A smartphone game developed by Bushiroad, titled Symphogear XD Unlimited, was released in Japan on June 26, 2017. An English version of the smartphone game was released by Pokelabo on February 14, 2020. However, due to mismanagement and lack of a large playerbase needed to maintain the game in the long run, the English version was shut down on July 31 of the same year, with all information about it purged from all official sites. The Japanese version of the game ended service on January 31, 2024.

==Reception==
=== Critical response ===
The first season of Symphogear received generally positive reviews from critics, who praised its delivery of extravagant battle scenes and melodrama, but objected to the lack of originality in the narrative.

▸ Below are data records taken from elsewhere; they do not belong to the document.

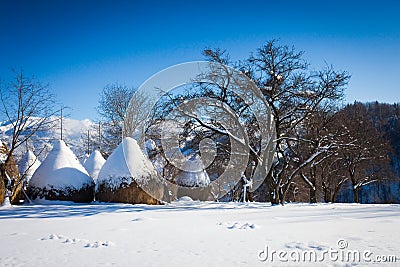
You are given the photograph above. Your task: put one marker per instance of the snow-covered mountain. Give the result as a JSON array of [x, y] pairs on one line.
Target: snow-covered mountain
[[42, 142]]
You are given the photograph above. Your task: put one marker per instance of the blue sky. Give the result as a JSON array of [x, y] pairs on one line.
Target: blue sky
[[80, 46]]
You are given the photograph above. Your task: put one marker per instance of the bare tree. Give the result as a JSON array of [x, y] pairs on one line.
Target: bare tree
[[366, 154], [293, 94], [113, 104], [28, 106]]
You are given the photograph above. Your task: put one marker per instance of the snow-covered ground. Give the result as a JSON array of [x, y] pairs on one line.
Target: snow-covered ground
[[187, 233]]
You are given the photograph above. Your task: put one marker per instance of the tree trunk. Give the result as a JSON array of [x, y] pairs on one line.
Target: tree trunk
[[356, 196], [327, 195], [2, 190], [313, 195]]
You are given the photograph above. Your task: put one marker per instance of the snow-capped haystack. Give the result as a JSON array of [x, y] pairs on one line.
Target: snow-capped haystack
[[28, 165], [61, 177], [94, 163], [125, 169], [83, 159], [193, 179], [195, 184]]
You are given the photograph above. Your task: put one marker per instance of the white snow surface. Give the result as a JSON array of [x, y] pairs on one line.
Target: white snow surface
[[28, 165], [127, 162], [60, 169], [94, 163], [194, 233]]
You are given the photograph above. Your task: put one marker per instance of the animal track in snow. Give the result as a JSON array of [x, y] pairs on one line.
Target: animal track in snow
[[238, 225], [86, 243]]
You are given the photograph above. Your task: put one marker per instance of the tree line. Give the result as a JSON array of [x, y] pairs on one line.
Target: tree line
[[323, 146]]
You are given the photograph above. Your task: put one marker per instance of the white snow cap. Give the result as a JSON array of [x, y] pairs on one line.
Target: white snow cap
[[84, 158], [61, 169], [28, 165], [94, 163], [193, 179], [127, 162]]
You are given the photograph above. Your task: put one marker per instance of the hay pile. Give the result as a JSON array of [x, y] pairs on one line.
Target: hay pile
[[125, 169], [61, 177]]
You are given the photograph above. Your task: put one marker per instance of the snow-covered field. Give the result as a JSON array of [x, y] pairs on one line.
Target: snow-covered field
[[190, 233]]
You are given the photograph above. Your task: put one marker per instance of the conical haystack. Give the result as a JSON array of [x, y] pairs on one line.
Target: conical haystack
[[194, 185], [93, 164], [125, 169], [61, 177]]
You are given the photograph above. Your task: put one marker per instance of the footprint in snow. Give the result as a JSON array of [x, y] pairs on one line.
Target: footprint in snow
[[87, 243], [99, 244], [240, 226]]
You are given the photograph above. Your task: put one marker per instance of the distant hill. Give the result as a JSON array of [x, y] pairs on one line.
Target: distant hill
[[42, 142]]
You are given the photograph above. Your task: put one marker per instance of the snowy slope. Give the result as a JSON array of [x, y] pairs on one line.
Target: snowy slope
[[195, 234], [72, 131]]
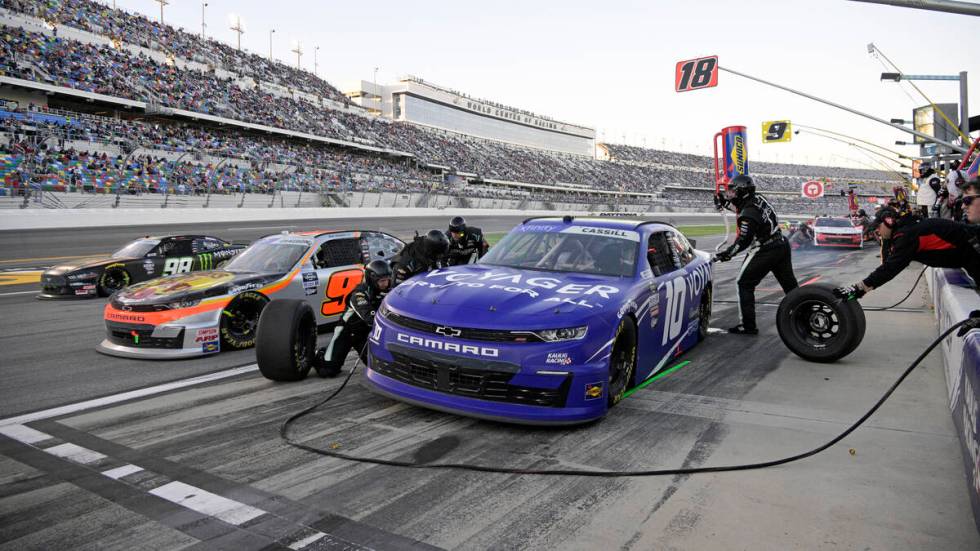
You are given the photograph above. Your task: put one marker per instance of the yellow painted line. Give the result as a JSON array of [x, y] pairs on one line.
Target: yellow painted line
[[20, 278], [47, 258]]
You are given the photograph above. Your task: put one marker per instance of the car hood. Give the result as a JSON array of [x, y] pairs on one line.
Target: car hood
[[191, 286], [84, 264], [493, 297]]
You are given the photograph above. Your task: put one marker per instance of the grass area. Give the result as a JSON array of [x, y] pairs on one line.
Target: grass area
[[689, 231]]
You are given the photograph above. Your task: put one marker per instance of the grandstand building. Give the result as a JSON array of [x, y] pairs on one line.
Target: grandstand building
[[415, 100]]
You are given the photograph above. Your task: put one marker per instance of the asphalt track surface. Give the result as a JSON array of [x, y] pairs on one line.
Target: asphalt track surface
[[203, 468]]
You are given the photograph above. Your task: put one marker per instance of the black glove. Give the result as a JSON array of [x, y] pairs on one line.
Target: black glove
[[853, 292]]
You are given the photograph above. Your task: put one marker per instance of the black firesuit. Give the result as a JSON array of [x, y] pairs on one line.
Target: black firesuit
[[462, 251], [351, 331], [412, 260], [758, 228], [936, 242]]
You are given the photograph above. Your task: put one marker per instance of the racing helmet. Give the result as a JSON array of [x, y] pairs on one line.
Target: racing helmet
[[436, 244], [378, 275], [457, 228], [892, 218], [740, 189]]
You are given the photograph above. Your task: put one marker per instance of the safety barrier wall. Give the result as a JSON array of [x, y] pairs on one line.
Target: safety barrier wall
[[955, 297]]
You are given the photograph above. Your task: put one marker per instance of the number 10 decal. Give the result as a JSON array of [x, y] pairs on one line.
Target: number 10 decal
[[674, 313], [694, 74], [339, 287]]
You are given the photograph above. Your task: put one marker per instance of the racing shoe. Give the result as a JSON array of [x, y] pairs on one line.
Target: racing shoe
[[743, 330], [320, 365]]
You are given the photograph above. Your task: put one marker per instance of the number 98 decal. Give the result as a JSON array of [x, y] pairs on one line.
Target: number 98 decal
[[339, 287], [177, 265]]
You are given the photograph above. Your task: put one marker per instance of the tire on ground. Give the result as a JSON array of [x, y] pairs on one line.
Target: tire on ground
[[623, 353], [817, 326], [113, 278], [286, 340], [240, 319]]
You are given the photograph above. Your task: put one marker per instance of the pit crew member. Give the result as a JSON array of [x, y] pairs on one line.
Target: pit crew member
[[355, 324], [424, 254], [935, 242], [464, 242], [769, 251]]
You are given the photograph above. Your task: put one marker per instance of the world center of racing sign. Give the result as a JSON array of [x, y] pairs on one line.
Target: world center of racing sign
[[812, 189]]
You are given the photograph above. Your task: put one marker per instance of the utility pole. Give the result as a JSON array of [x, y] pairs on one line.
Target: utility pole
[[162, 4], [237, 27], [298, 50]]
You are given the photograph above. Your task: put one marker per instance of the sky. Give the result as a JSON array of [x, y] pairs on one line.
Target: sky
[[610, 65]]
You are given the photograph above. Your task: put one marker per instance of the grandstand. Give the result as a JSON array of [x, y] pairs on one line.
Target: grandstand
[[415, 100], [100, 100]]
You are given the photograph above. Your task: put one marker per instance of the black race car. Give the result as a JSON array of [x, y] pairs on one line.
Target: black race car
[[140, 260]]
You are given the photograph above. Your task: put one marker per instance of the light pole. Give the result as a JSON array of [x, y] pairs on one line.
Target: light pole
[[298, 50], [203, 24], [237, 27], [964, 110], [162, 4]]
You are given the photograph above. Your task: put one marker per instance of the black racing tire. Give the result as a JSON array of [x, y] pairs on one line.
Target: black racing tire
[[285, 343], [240, 320], [817, 326], [622, 362], [704, 314], [112, 279]]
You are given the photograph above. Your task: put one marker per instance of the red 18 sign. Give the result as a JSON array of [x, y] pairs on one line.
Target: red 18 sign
[[695, 74]]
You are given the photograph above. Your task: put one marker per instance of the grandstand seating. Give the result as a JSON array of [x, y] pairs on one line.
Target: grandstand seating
[[165, 155]]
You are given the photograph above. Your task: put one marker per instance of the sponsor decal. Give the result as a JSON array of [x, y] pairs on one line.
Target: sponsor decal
[[207, 334], [243, 288], [183, 283], [559, 358], [433, 344], [125, 317], [514, 283], [593, 391], [310, 283], [628, 235]]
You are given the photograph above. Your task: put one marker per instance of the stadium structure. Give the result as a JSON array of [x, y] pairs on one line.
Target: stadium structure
[[418, 101]]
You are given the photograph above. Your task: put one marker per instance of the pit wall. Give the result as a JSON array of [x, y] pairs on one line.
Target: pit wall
[[955, 297]]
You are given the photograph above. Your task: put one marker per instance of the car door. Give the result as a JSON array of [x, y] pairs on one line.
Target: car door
[[662, 325], [338, 268], [177, 254]]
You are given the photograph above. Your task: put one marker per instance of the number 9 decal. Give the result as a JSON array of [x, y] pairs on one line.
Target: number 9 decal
[[339, 286]]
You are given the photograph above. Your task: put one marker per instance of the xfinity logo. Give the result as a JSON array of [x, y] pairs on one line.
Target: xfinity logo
[[448, 331], [449, 346]]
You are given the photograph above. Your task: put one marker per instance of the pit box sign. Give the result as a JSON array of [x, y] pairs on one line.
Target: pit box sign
[[695, 74], [777, 131]]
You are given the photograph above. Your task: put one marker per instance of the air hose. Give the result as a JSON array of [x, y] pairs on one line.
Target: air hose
[[973, 322], [865, 308]]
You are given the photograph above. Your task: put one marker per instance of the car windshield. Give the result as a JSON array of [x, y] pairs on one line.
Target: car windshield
[[585, 253], [136, 249], [834, 223], [268, 257]]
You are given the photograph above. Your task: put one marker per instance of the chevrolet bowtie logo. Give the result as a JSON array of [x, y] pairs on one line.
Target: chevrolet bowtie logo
[[448, 331]]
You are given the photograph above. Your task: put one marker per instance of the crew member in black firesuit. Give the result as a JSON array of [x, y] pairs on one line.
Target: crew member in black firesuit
[[936, 242], [464, 242], [769, 251], [424, 254], [355, 324]]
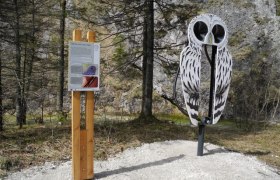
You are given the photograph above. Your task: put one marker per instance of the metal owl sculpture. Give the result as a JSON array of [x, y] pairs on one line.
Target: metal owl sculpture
[[206, 29]]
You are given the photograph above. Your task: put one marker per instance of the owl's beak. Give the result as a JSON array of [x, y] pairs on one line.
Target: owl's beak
[[209, 39]]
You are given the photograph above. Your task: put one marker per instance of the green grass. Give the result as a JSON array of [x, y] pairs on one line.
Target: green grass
[[35, 144]]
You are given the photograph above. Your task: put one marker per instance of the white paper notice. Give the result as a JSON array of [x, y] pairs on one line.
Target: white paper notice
[[84, 66]]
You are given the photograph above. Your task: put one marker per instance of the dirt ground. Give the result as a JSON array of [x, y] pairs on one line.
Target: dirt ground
[[163, 160]]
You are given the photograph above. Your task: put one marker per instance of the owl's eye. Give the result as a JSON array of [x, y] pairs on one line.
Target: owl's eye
[[219, 33], [200, 30]]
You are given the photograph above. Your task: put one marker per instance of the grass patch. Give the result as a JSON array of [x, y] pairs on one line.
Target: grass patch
[[37, 144]]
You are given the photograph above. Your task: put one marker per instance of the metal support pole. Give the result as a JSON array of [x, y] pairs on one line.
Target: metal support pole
[[201, 130], [209, 119]]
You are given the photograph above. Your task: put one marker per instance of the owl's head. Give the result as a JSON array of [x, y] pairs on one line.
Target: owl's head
[[208, 29]]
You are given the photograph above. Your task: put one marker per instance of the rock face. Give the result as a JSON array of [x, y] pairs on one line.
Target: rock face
[[254, 43]]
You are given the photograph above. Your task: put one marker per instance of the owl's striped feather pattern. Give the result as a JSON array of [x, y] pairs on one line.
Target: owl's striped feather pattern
[[190, 77]]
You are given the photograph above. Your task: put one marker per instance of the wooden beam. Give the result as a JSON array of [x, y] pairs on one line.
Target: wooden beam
[[90, 122], [76, 135], [83, 149], [76, 111]]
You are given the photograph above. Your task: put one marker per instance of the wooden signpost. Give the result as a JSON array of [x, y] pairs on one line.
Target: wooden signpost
[[82, 139]]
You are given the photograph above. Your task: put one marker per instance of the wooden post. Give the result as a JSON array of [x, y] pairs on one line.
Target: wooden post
[[76, 110], [82, 140], [89, 122]]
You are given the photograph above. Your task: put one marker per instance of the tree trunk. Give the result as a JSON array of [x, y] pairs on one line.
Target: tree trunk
[[148, 73], [144, 63], [1, 95], [18, 67], [59, 105]]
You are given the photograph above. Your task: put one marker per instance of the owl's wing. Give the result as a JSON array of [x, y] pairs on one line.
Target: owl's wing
[[222, 82], [190, 77]]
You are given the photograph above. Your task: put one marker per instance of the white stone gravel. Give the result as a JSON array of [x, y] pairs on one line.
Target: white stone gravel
[[163, 160]]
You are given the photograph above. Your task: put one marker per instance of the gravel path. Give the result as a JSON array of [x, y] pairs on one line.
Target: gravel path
[[164, 160]]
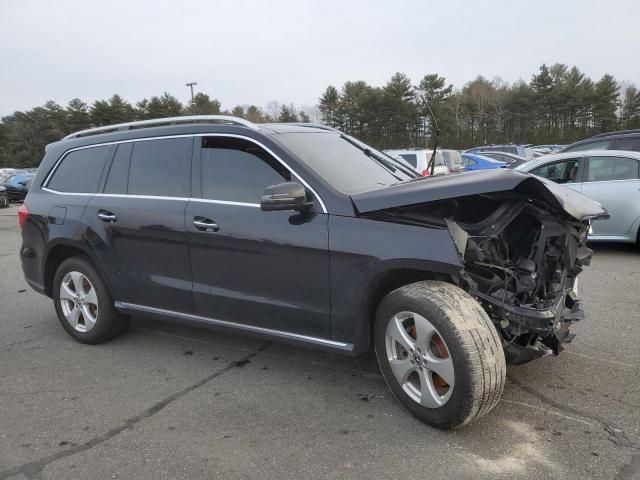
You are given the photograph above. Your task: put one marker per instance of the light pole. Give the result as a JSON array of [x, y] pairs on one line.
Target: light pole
[[193, 103]]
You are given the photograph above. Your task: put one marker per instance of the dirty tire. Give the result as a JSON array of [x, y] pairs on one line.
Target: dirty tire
[[473, 343], [109, 322]]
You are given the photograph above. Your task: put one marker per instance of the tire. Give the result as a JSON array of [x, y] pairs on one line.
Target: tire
[[83, 303], [460, 342]]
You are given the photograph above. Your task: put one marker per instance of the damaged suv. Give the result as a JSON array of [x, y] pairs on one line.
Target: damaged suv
[[304, 234]]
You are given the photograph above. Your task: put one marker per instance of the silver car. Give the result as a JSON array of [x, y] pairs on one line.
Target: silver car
[[612, 177]]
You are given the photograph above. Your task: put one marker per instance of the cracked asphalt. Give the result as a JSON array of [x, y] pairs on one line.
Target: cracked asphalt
[[166, 401]]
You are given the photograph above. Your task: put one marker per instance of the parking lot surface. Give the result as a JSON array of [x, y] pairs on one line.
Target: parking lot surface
[[170, 401]]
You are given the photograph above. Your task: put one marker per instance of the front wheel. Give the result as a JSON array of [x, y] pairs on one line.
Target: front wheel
[[439, 353]]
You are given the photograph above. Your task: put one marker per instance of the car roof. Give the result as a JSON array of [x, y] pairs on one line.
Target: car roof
[[482, 157], [584, 153]]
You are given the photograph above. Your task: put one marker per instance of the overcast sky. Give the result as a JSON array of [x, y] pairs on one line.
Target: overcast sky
[[252, 51]]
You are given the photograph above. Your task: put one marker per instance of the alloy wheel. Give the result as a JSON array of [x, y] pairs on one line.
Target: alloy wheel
[[419, 359], [79, 301]]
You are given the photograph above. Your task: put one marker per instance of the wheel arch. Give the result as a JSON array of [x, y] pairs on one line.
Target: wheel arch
[[383, 283]]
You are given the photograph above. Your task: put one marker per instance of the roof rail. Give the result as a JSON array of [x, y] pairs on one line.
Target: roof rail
[[310, 125], [157, 122], [617, 132]]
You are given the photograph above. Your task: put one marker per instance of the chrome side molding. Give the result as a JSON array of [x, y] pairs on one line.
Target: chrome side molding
[[344, 346]]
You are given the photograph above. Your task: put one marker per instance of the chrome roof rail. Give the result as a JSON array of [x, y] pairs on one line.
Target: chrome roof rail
[[157, 122], [310, 125]]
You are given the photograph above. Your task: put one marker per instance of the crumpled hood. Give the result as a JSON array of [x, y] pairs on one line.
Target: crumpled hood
[[479, 182]]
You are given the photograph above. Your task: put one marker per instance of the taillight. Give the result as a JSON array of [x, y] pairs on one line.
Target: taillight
[[23, 215]]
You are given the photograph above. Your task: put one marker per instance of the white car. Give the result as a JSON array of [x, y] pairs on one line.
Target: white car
[[419, 159], [612, 177]]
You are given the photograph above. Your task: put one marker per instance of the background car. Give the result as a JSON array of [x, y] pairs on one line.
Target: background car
[[621, 140], [473, 161], [18, 186], [519, 150], [4, 198], [419, 159], [454, 161], [611, 177], [510, 159]]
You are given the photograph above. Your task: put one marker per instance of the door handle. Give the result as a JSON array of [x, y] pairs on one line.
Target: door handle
[[106, 216], [205, 224]]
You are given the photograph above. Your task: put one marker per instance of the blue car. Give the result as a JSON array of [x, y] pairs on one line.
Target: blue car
[[473, 161]]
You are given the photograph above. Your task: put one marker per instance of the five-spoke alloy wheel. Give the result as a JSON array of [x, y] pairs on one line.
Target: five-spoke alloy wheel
[[419, 359], [439, 352], [79, 301], [84, 305]]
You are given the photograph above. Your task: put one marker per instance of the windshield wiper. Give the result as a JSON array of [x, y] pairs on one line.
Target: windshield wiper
[[386, 164]]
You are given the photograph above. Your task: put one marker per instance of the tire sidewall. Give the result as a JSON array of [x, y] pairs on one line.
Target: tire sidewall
[[459, 404], [105, 304]]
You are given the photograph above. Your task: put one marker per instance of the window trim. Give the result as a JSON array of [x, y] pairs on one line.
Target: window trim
[[579, 178], [587, 167], [188, 135], [108, 158]]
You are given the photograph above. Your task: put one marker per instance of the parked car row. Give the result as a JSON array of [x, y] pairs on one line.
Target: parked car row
[[16, 183]]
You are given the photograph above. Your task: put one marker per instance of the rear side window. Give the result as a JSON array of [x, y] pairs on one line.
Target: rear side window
[[118, 178], [601, 145], [80, 171], [238, 170], [632, 143], [157, 167], [611, 168]]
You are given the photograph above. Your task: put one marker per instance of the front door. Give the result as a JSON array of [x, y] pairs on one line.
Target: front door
[[263, 269], [614, 182]]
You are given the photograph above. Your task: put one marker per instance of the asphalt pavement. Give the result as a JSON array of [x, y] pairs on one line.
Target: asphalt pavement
[[166, 401]]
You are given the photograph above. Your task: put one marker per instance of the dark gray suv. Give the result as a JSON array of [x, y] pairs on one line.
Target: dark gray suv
[[304, 234]]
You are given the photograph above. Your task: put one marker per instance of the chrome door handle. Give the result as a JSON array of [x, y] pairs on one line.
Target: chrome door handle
[[107, 216], [205, 224]]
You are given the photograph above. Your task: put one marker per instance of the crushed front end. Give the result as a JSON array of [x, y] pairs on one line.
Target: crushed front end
[[521, 251], [521, 263]]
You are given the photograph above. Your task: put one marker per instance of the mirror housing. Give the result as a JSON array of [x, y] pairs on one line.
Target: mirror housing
[[284, 196]]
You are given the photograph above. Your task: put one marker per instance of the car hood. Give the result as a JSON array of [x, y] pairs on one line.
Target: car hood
[[479, 182]]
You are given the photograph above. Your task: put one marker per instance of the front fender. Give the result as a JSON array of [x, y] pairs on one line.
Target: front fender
[[364, 251]]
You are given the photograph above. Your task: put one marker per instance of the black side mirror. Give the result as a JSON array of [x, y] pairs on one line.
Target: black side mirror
[[284, 196]]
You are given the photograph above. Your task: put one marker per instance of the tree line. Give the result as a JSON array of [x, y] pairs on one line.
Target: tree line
[[558, 105]]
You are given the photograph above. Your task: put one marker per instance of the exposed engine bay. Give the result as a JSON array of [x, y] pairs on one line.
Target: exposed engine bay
[[520, 258]]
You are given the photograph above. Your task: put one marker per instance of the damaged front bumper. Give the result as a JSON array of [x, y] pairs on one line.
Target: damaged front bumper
[[534, 332]]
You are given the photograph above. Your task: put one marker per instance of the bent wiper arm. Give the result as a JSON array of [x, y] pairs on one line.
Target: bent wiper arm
[[380, 161]]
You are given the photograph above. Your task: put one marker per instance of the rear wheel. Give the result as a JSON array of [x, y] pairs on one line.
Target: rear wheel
[[439, 353], [83, 304]]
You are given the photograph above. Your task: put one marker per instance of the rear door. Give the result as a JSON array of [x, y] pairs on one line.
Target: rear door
[[138, 223], [615, 183], [263, 269]]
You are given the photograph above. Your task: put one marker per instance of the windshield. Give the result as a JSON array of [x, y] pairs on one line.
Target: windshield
[[347, 164]]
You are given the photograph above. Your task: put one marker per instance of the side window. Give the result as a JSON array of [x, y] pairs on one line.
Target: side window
[[559, 172], [611, 168], [238, 170], [80, 171], [157, 167], [632, 143], [118, 176], [411, 158], [601, 145]]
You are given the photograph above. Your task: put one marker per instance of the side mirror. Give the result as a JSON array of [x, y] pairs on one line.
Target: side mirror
[[284, 196]]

While recognizing shortcomings in the production value of the original season, Ryan Thomson of SakugaBlog showed a steady increase in animation quality across subsequent seasons, stemming in the "conceptually exciting" and well-executed action sequences of Symphogear XV.

=== Awards ===
In the 2019 Anime UK News Readers' Choice Awards, Symphogear XV won the category for Best TV Anime. Symphogear won the category for "Most Wanted Anime License", and was runner-up for the category of "Most Wanted Manga License". Hibiki and Miku were runner-up for the category of "Best Couple".